Je ne suis pas un adepte du cinéma de Ferreri, ni un grand admirateur. Cependant celui-ci m’a plutôt plu. Ferreri garde son côté absurde, oublie les trop grosses bouffonneries, mais assume un même concept jusqu’au bout en lui donnant un sens. Là où j’ai un peu de mal avec La Grande Bouffe par exemple, c’est que je n’y crois pas, alors que je le devrais. Tout est faux et rien ne me fait croire en ce que je vois.
Piccoli est l’unique acteur principal du film et il est en roue libre totale. Pas sûr qu’il soit énormément dirigé. Le fait qu’il soit seul dans des espaces plutôt ouverts avec des plans assez statiques qui durent assez longtemps, invitent le spectateur à se joindre au vide. Ce n’est pas forcément beau, c’est « normal », juste un décor vide, la maison, dénué de toute âme particulière ? Qu’aurions-nous fait à sa place ? Que faire quand il n’y a rien à faire ? Le vide existentiel est représenté avec brio, et est bien évidemment lié à la bourgeoisie. Un thème très italien donc.
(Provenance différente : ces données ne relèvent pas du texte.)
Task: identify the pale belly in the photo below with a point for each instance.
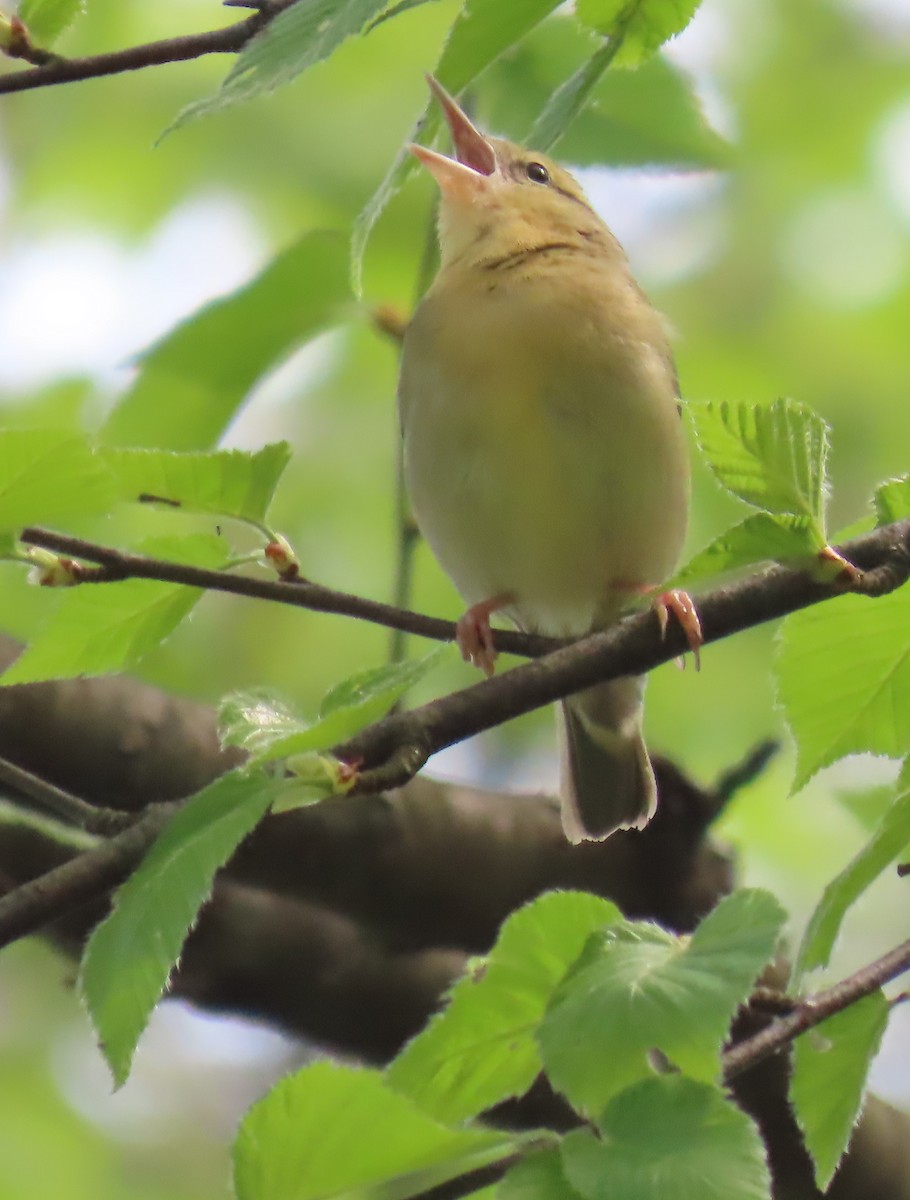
(538, 472)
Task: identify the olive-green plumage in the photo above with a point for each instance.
(543, 447)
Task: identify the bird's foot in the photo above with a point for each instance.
(683, 609)
(474, 636)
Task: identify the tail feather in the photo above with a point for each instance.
(608, 781)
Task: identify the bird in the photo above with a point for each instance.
(544, 451)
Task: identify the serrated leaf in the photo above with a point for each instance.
(192, 382)
(297, 1143)
(227, 483)
(269, 727)
(299, 37)
(892, 501)
(100, 628)
(890, 839)
(130, 955)
(758, 539)
(632, 118)
(47, 19)
(669, 1137)
(641, 27)
(570, 97)
(538, 1177)
(843, 677)
(49, 475)
(482, 31)
(480, 1049)
(636, 988)
(772, 456)
(831, 1065)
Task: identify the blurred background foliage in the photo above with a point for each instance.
(773, 231)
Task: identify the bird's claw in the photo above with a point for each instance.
(474, 636)
(682, 607)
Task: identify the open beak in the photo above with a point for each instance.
(474, 160)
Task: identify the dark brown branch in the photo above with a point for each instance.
(85, 877)
(815, 1009)
(390, 751)
(69, 808)
(118, 565)
(172, 49)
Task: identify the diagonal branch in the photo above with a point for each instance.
(115, 565)
(815, 1009)
(228, 40)
(393, 750)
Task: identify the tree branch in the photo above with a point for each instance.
(172, 49)
(117, 565)
(393, 750)
(63, 804)
(815, 1009)
(84, 877)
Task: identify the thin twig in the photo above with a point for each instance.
(814, 1011)
(82, 879)
(227, 40)
(63, 804)
(118, 565)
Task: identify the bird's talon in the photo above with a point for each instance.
(474, 636)
(682, 606)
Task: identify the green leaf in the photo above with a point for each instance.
(129, 958)
(396, 10)
(772, 456)
(636, 988)
(669, 1138)
(630, 118)
(758, 539)
(49, 475)
(480, 1049)
(192, 382)
(269, 729)
(537, 1177)
(843, 677)
(641, 27)
(886, 844)
(100, 628)
(47, 19)
(570, 97)
(299, 37)
(331, 1131)
(483, 30)
(831, 1063)
(227, 483)
(892, 501)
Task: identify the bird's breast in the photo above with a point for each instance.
(543, 451)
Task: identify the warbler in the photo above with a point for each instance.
(543, 445)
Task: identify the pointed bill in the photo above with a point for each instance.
(471, 147)
(466, 174)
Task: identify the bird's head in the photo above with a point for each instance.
(496, 195)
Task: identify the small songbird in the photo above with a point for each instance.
(544, 451)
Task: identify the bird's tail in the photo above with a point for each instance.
(608, 781)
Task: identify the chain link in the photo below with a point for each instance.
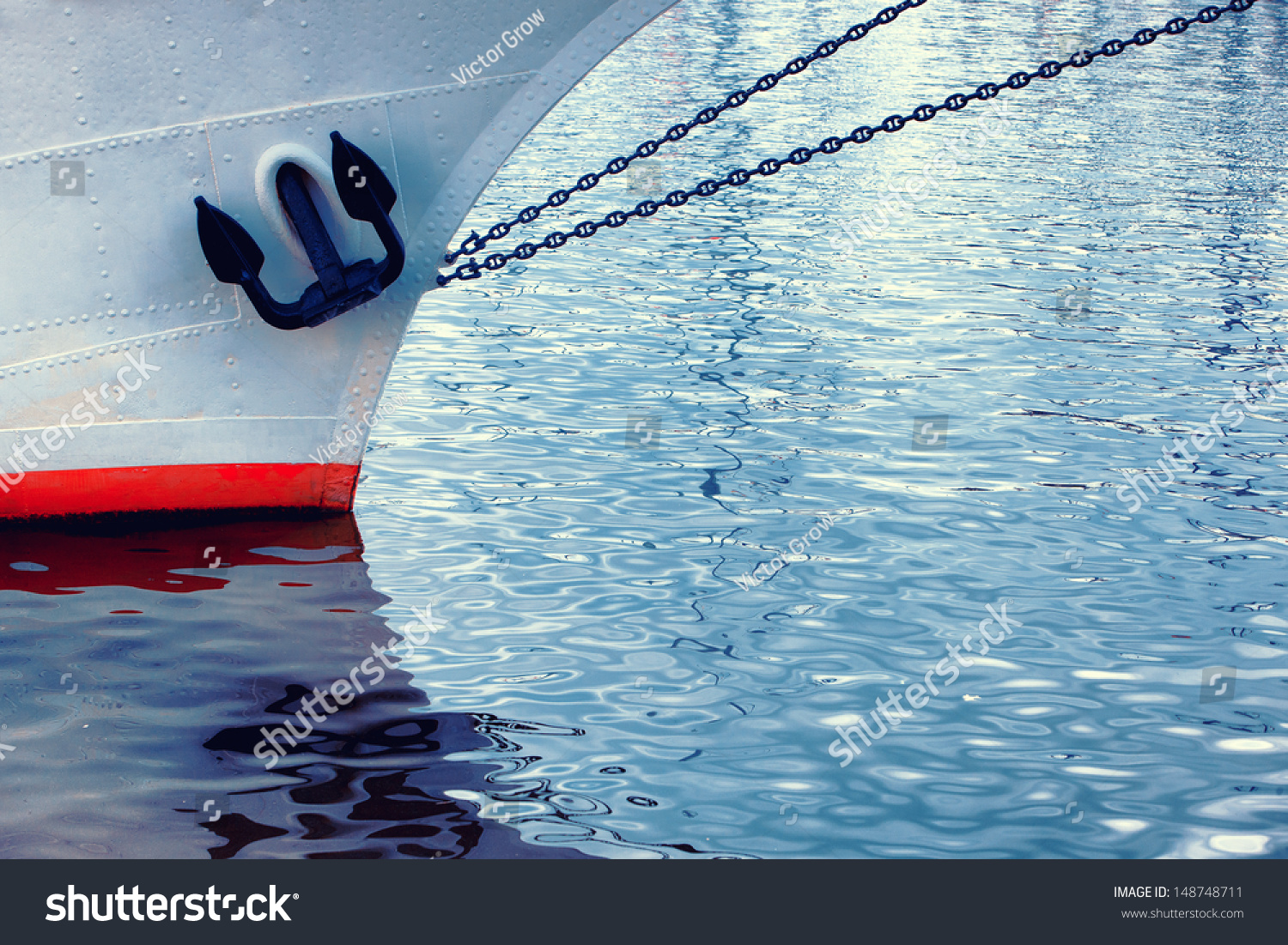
(474, 242)
(860, 136)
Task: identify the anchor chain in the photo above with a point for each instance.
(829, 146)
(474, 242)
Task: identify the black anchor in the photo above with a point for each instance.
(366, 195)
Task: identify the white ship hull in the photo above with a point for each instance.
(131, 379)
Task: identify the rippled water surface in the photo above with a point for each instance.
(599, 443)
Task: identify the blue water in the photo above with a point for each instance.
(598, 443)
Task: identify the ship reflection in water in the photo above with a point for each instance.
(139, 669)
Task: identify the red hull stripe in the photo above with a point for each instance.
(179, 488)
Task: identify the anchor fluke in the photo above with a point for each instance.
(363, 188)
(231, 251)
Cet homme est aliéné, détruit par cette société de consommation.
C’est merveilleux de simple évidence, comme dirait Godard. Le film nous rappelle Jeanne Dielman par la banalité des situations qui se déroulent sous nos yeux, sauf qu’ici on est chez Ferreri, donc une touche de bizarrerie y est ajoutée. Quelque chose est déréglé dans notre réalité, mais quoi ?
Cet homme regarde la TV, cuisine, regarde des films, mais pourquoi réagit-il ainsi d’une manière si expressive et peu réelle ? On ne sait pas, mais le Geste vient unifier la réalité et le surréalisme. La parole est abandonnée, tout passe par la gestuelle.
Certains moments sont calmes, dans d’autres la folie prend le dessus, on est constamment dans cet entre-deux. Les moments de silence sont souvent interrompus par des musiques, parfois extra, parfois intra diégétiques, qui viennent créer un décalage entre les différents degrés de réalité.
Le film est assez drôle, même si le côté extrêmement froid nous pousse à prendre du recul sur le fond comique de l’œuvre.
Le film est sorti en 1969, donc bien ancré dans son époque notamment avec la libération sexuelle et la recherche d’émancipation qu’elle a suscité.
Le film s’apparenterait à un palimpseste du Mépris. Ici tout est détruit, effacé, il ne reste plus que des souvenirs.
Bon film expérimental, bien supérieur au Themroc avec Piccoli, qui pour le coup ne disait rien, malgré un concept qui pouvait s’y rapprocher.
Pour moi la fin est mauvaise et vient casser toute la subtilité du film, là, le réalisme ne cohabite plus avec l’absurde. Ferreri refait du Ferreri, et ça ne m’intéresse plus.
Je n’oublierai tout de même pas ce voyage étrange, drôle, décomplexé et dérangé.